5. Zoe — The Frontend Quality Checker

Scope: frontend/src/ Looks for: Component issues, accessibility, React anti-patterns

• Components that are too large (>200 lines) and should be split
• Missing error boundaries — what happens when a component throws?
• Accessibility gaps — missing aria labels, keyboard navigation, focus management in modals/dialogs
• Hardcoded strings that should be in constants or i18n
• Inline styles that should be in CSS/Tailwind classes
• Props being drilled through 3+ levels instead of using context or stores
• useEffect with missing or incorrect dependency arrays
• Components re-rendering unnecessarily — missing memo, unstable references in deps

6. Derek — The Test Coverage Analyst

Scope: tests/ and full codebase Looks for: Missing tests, weak assertions, untested paths

• Which endpoints in api/routes/ have zero test coverage?
• Which utility functions and service methods lack unit tests?
• Are error paths tested, or only happy paths?
• Do integration tests exist for critical flows (auth, chat, WebSocket)?
• Are there tests that assert on implementation details instead of behavior (brittle tests)?
• Frontend: are there any component or store tests? What's missing?
• Are test fixtures/factories available, or does every test build its own data from scratch?

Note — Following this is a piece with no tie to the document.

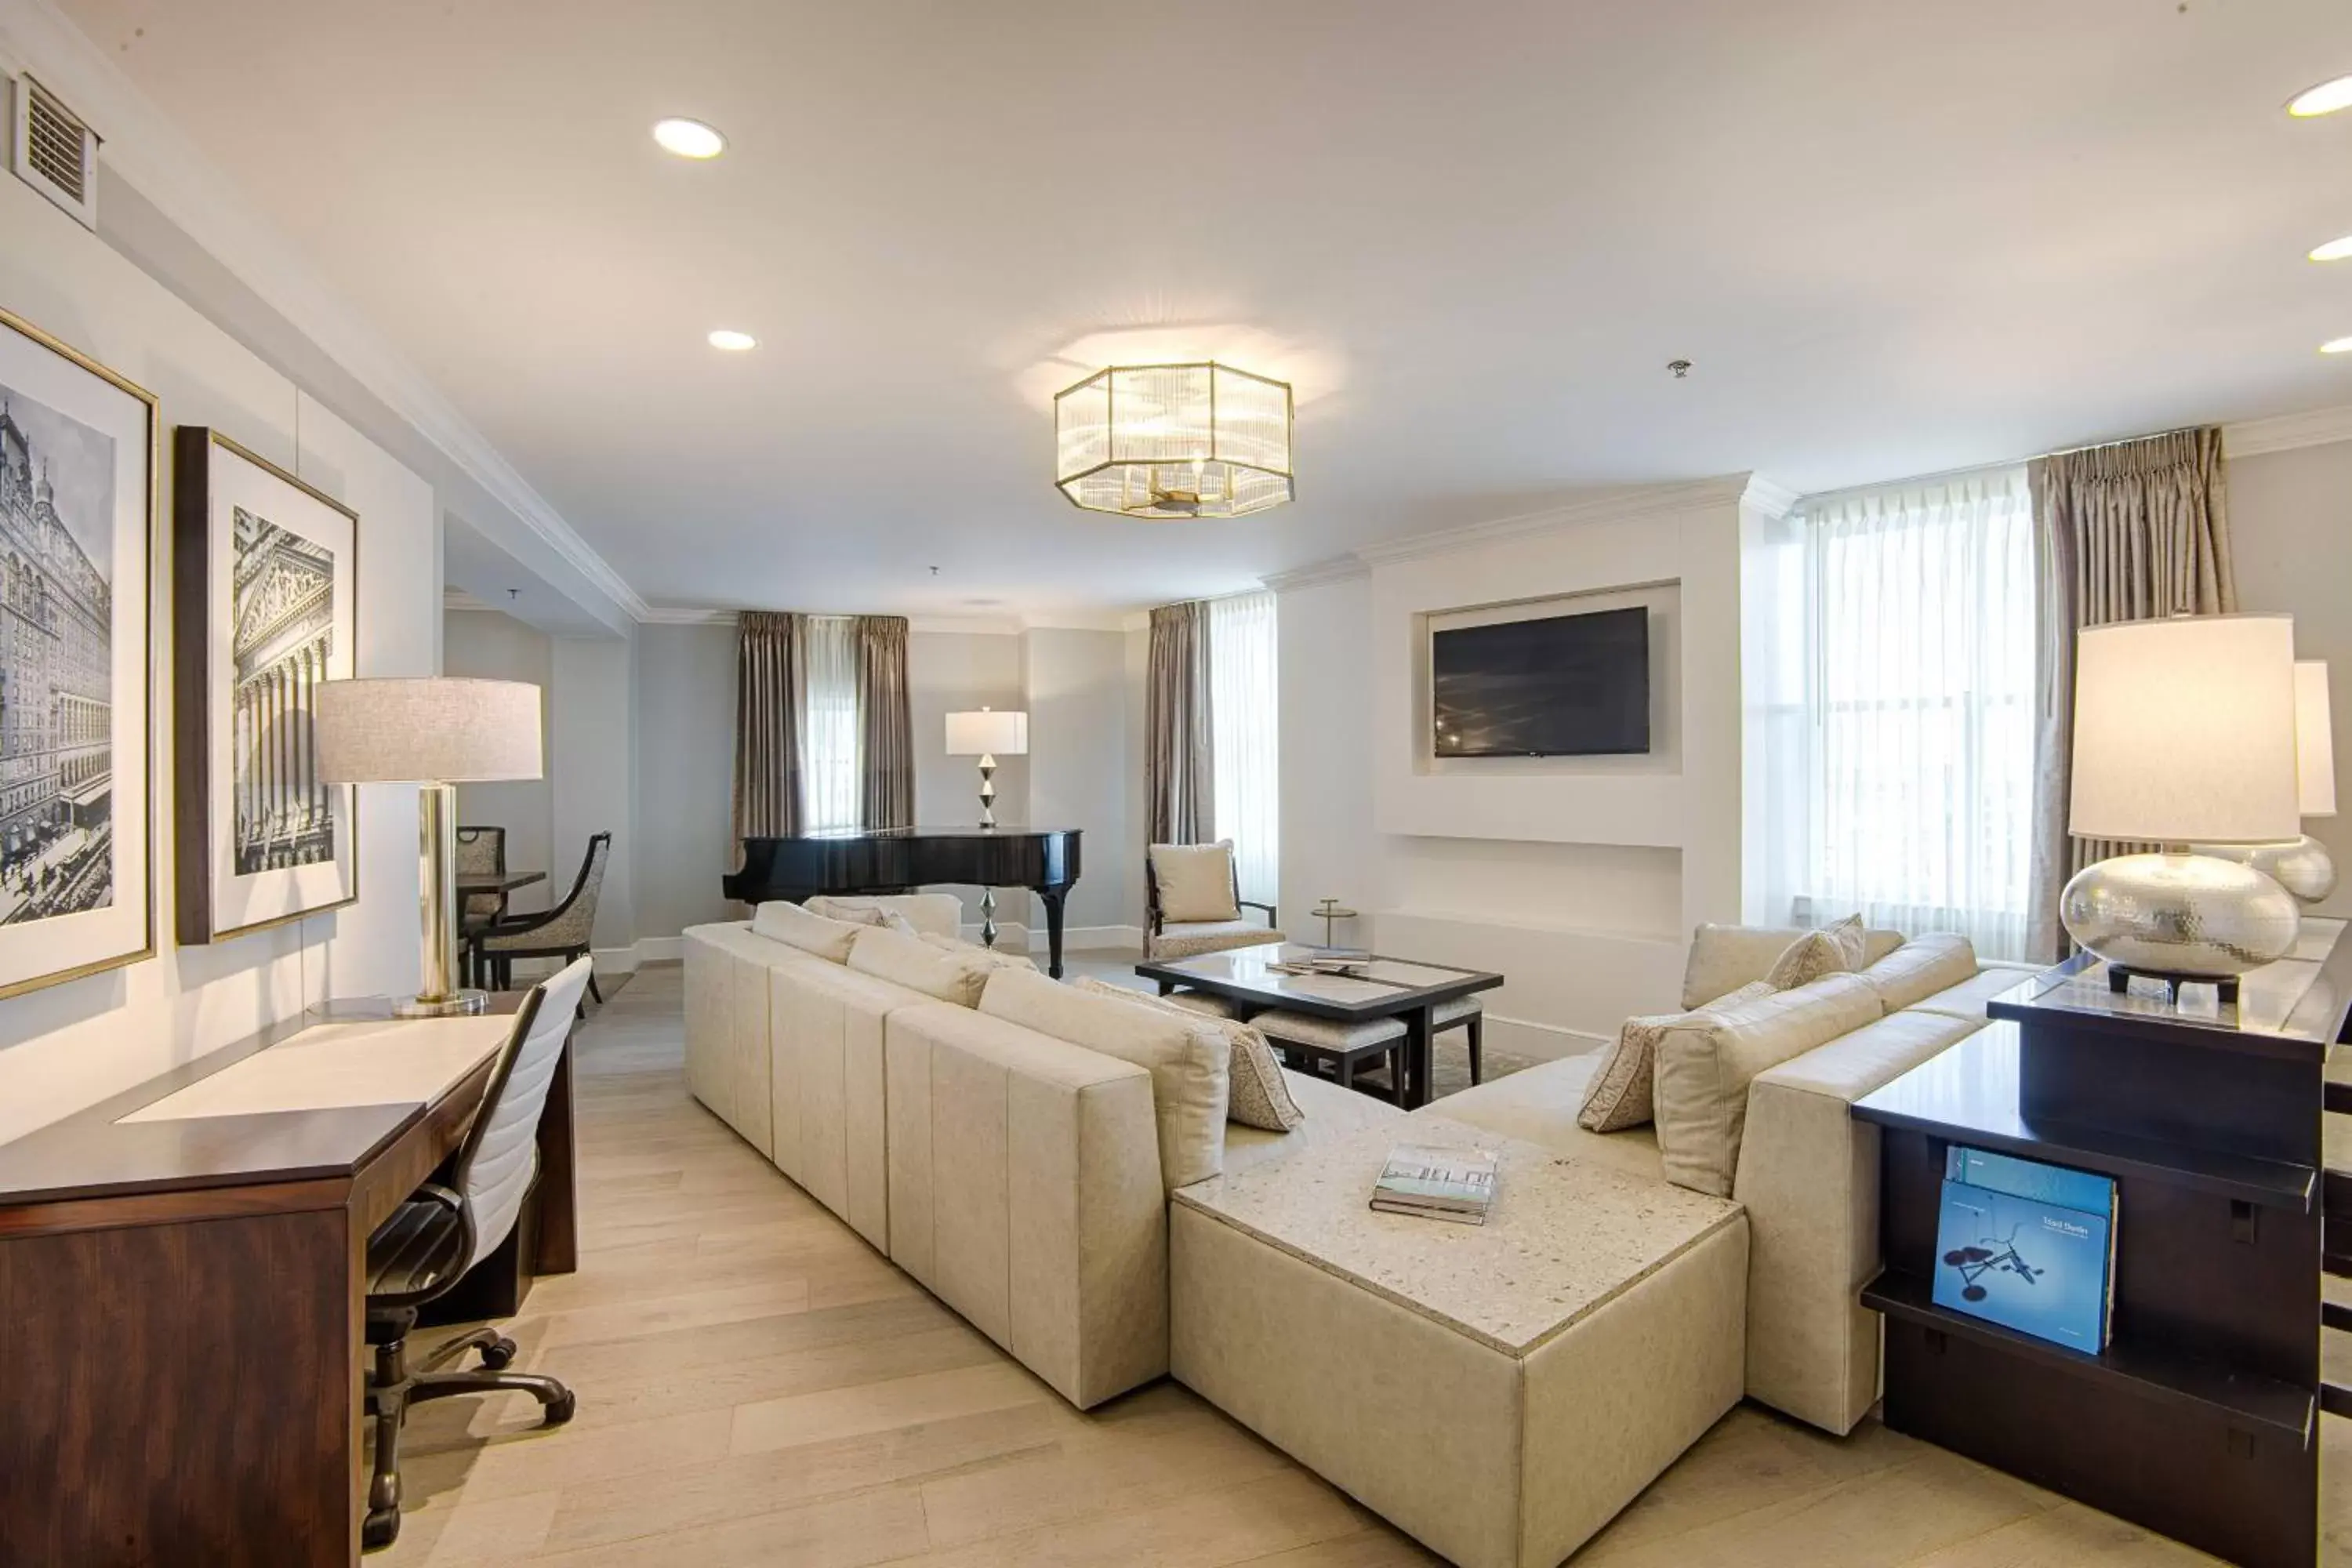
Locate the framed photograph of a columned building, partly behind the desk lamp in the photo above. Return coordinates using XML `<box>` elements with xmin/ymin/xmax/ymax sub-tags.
<box><xmin>172</xmin><ymin>426</ymin><xmax>360</xmax><ymax>945</ymax></box>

7. Luna — The State & Integration Reviewer

Scope: frontend/src/stores/, frontend/src/api/ Looks for: State management issues, frontend-backend contract mismatches

• Zustand stores with stale state bugs — data fetched but never refreshed, or refreshed too aggressively
• API client methods that don't handle errors consistently — some throw, some return null, some swallow
• Type mismatches between frontend TypeScript interfaces and backend Pydantic models — fields that exist on one side but not the other
• localStorage persistence of sensitive data (tokens, keys, admin state)
• WebSocket reconnection logic — does the client recover from disconnects gracefully?
• Race conditions — multiple concurrent requests updating the same store slice
• Loading/error states that are missing or inconsistent across views

8. Oscar — The Observability Reviewer

Scope: Full codebase Looks for: Silent failures, missing logs, poor error messages, bare excepts

• Bare except Exception or except: blocks that swallow errors silently — every catch should log or re-raise
• Important operations with no logging at all (user creation, config changes, provider key updates)
• Log messages that are too vague to be useful ("error occurred" with no context)
• Error responses that expose internal details (tracebacks, file paths, SQL) to the client
• Missing logger = logging.getLogger(...) in modules that should have one
• Inconsistent log levels — warnings that should be errors, debug that should be info
• Health check gaps — what breaks silently with no way to detect it?

Report Format

After all agents finish, write .reviews/YYYY-MM-DD-review.md with this structure:

# CachiBot Code Review — YYYY-MM-DD

**Reviewers:** Tina, Marcus, Priya, Carlos, Zoe, Derek, Luna, Oscar
**Scope:** cachibot/, frontend/src/, desktop/

## Summary

| Severity | Count |
|----------|-------|
| Fix      | N     |
| Improve  | N     |
| Note     | N     |

## Tina — DRY

### Fix
- `path/to/file.py:42` — Description

### Improve
- `path/to/file.ts:108` — Description

### Note
- `path/to/file.py:15` — Description

## Marcus — Security

(same structure)

... (all 8 agents)

## Previous Reviews

(Link to or diff against the last review file in .reviews/ if one exists,
noting which prior findings were fixed and which are still open.)

Severity Definitions

• Fix — Real bug, security issue, or maintenance risk. Should be fixed now.
• Improve — Worth doing, not urgent. Better patterns, cleaner code.
• Note — Awareness item. No action needed yet, but worth knowing about.